1. Responsible Recycling, Composting, & Waste Disposal
It’s hard to find garbage cans in the capital city of Slovenia, Ljubljana, but when you do, they’re often color-coded and occasionally even staffed—a designated collector will take your trash and place it into the appropriate bins: compost, recyclable glass, plastic or paper, or landfill. Often having the word landfill on garbage bins can be a gentle reminder that all trash simply sits in a landfill until it eventually disintegrates over decades or even centuries—and thus make everyone think twice before using a plastic straw. Slovenia happens to have the largest regional waste recycling center, the RCERO, in Europe, with 98% of the 170,000 tons of waste treated there every year recycled.
Our North American cities can benefit from the same kind of recycling. Many public spaces, like parks, malls, and schools, could probably use separate compost, recycle, and landfill bins to reduce costs at recycling centers as well as encourage proper sorting habits at home.
2. Reduce Traffic
In general, Europe is much more pedestrian-friendly than North America. Few people drive to the grocery store; instead, they walk to the market. Fewer people still take their car to breakfast or dinner; instead, they bike. Ljubljana is incredibly walking friendly thanks to a car-free downtown. For its initiatives, Ljubljana won the 2016 Europe Green Capital award.
3. Encourage More Green Areas
When our residency moved from the countryside of Skofja Loka to the main capital of Ljubljana, I was worried that I’d be left running on city sidewalks and breathing in car pollution. On my first morning there, however, I was surprised to find Tivoli Park, a huge park a quarter mile away from the bustling downtown center. The park was home to several species of birds, nearly a dozen miles of trails, natural fitness centers (complete with wood and stone weights), and a fun playground for kids, families, Slovenes and tourists alike. As the European Commission reports, 75% of Ljubljana is a green area thanks to initiatives like planting more than 2,000 trees, creating five new parks, and promoting forested areas as valuable carbon sinks to combat climate change.
Start here: Even if you can’t get your city to create new public green areas, you can start in your own neighborhood. Encourage sidewalks that are lined with trees, replace your lawn with a native plant garden, or grow your own vegetables on site.
4. Eat Local & Get Buzzed
Slovenes are proud of their food heritage, though at first glance you might not expect much: pastries and meats take up the bulk of most local eateries, but there’s still a large focus on market-sold fruits and vegetables, most of which are grown without chemicals. Drive down almost any rural Slovene road and you’re bound to find signs for local honey; a 2017 article estimates that there are more than 90,000 bee keepers within Slovenia, which has a population under 2 million. That’s a lot of bees. Additionally, Slovenia is the only European country to protect its native bee, the Carniolan bee, which means better pollination for Slovene-grown produce thanks to the bee’s sense of orientation and docility.

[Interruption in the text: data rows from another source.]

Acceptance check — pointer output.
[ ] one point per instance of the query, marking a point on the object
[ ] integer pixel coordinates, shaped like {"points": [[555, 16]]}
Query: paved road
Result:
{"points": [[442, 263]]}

Start here: Organic produce can be much more expensive than its conventional counterparts, but the benefits are worth it. That said, healthful and locally grown produce can be purchased at your local market for lower prices and most will have booths that sell local honey. Better still, consider taking up beekeeping or purchasing your own mason bees to support biodiversity in your backyard.
5. Quality Water
When traveling, my first question is almost always, “Is the tap water safe to drink?” Not only is Slovenia’s tap water safe to drink, it’s constantly boasted as fresh, delicious, and mineral-rich. City centers and forest trailheads alike have fountains and springs that can be enjoyed straight from the tap, and it was a rare day when I didn’t see people using even downtown Ljubljana’s water fountains, filling jugs for their at-home water supply. Recently, Slovenia amended its constitution to include water as a fundamental right of all citizens and, thanks to the high alpine regions of Triglav, the water is very high-quality.
Start here: Urge local and federal governments to de-commercialize water and encourage the quality. Check your local water quality and aim to keep it clean by responsibly disposing of (or not using) chemical cleaners and bleaches.